住まいるコラム

2019-10-19
暮らし発見!!住まいるコラム

住まいや暮らしに関わる専門家がテーマに沿って語るコーナーです。
今回は、廿日市市に事務所「土居建築工房」を構える建築家の土居郁夫さんがコンクリート住宅の特色や魅力を紹介します。

コンクリート住宅 広く明るく デザイン自在

 コンクリート住宅は堅固な構造で、耐震性や耐火性、遮音性などに優れています。中でも、型枠を外したままのむき出しの状態で、塗装やタイルなどを施さないコンクリート打ち放しには独特な風合いと素材感があり、外観にスタイリッシュでクールな印象を与えます。

 壁面で建物全体を支えるため、柱の間隔を広く保つことができ、大空間を生み出しやすいのも魅力の一つ。部屋の仕切りをできるだけ少なくし、居住スペースを広くしたいという家族には特にぴったりです。その他、窓などの大開口も取りやすく、デザインの自由度が高いといえます。

 廿日市市平良山手の2階建ては、打ち放しの外壁と木製ルーバーを組み合わせた外観デザインに。コンクリートの無機質なたたずまいと木の温かさが好対照をなしています。2階リビング北側をガラス張りにし、グレーチングのテラスとつなげて、開放感を演出しました。
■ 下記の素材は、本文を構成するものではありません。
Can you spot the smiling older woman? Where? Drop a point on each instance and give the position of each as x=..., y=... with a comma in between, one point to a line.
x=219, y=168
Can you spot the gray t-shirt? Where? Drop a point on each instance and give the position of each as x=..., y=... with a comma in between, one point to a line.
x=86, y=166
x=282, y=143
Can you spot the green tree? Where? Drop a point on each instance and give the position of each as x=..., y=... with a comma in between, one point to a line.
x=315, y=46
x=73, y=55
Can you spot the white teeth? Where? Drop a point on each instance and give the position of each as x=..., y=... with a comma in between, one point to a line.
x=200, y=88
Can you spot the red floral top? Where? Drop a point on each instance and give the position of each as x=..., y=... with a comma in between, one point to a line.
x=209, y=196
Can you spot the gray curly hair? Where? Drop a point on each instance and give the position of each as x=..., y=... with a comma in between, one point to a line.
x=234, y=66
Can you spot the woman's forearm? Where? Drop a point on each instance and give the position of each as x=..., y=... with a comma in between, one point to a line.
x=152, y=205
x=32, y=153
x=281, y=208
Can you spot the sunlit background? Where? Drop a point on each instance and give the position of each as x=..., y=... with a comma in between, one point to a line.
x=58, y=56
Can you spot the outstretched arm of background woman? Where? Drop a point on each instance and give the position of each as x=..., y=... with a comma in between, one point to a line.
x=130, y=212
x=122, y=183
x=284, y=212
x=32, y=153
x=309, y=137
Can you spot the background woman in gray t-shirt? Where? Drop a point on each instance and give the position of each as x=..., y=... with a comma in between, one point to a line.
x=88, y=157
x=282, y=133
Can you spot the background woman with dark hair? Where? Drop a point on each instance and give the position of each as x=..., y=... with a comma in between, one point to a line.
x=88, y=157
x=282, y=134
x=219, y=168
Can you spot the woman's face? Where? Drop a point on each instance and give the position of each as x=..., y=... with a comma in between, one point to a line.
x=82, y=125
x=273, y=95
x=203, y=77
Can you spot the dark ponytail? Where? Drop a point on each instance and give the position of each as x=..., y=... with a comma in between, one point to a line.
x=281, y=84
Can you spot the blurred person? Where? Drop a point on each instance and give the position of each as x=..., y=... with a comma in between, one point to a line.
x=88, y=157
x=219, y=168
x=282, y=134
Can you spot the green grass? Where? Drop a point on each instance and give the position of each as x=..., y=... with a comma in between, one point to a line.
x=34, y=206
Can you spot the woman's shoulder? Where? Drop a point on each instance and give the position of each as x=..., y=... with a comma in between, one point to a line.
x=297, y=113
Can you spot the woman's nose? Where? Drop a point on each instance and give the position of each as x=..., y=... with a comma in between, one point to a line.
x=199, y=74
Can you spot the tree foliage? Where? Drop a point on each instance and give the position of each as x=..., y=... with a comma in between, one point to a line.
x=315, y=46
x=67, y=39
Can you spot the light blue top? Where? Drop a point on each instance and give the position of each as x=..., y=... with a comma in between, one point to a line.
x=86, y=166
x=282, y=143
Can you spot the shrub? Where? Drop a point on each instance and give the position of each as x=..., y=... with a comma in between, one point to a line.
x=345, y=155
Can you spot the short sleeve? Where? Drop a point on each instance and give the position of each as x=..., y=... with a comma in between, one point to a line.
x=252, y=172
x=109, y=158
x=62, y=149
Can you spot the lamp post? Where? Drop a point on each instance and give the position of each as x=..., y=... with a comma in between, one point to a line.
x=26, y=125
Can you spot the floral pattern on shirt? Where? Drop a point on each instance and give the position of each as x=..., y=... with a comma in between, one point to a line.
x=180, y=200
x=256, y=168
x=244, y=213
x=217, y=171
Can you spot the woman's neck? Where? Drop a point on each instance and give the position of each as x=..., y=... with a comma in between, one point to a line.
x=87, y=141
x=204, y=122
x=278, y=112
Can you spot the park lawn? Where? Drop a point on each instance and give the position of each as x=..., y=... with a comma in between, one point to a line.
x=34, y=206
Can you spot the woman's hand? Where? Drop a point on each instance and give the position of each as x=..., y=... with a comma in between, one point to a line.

 同市須賀の2階建ては、正方形の建物の南東側4分の1を2層の中庭とし、木製ルーバーで覆いました。2階は中庭に面する側を窓にしたほか、壁に囲まれた3面も屋根との境目に細長い窓を巡らせ、光を取り入れました。

 また、同市須賀にある2世帯住宅は極端に細長い敷地に建築しました。2階建てで、間口は北側3メートル、南側6メートル、奥行きは30メートルといった末広がりの住宅棟をガラス張りの階段室と中庭で3分割。1階の親世帯、2階の子世帯のどの居室にも窓から光が入るよう工夫しました。

廿日市市平良山手の住宅。外壁の一部に木製ルーバーを使用。2階テラスとリビングが一体化し、30畳を超える広さに。

同市須賀の2階建て住宅。ハイサイドライトを設けるなど採光にひと工夫。

同市須賀の2世帯住宅。住宅密集地のため、階段室と中庭以外は開口部を最小限に抑え、プライバシーを守る。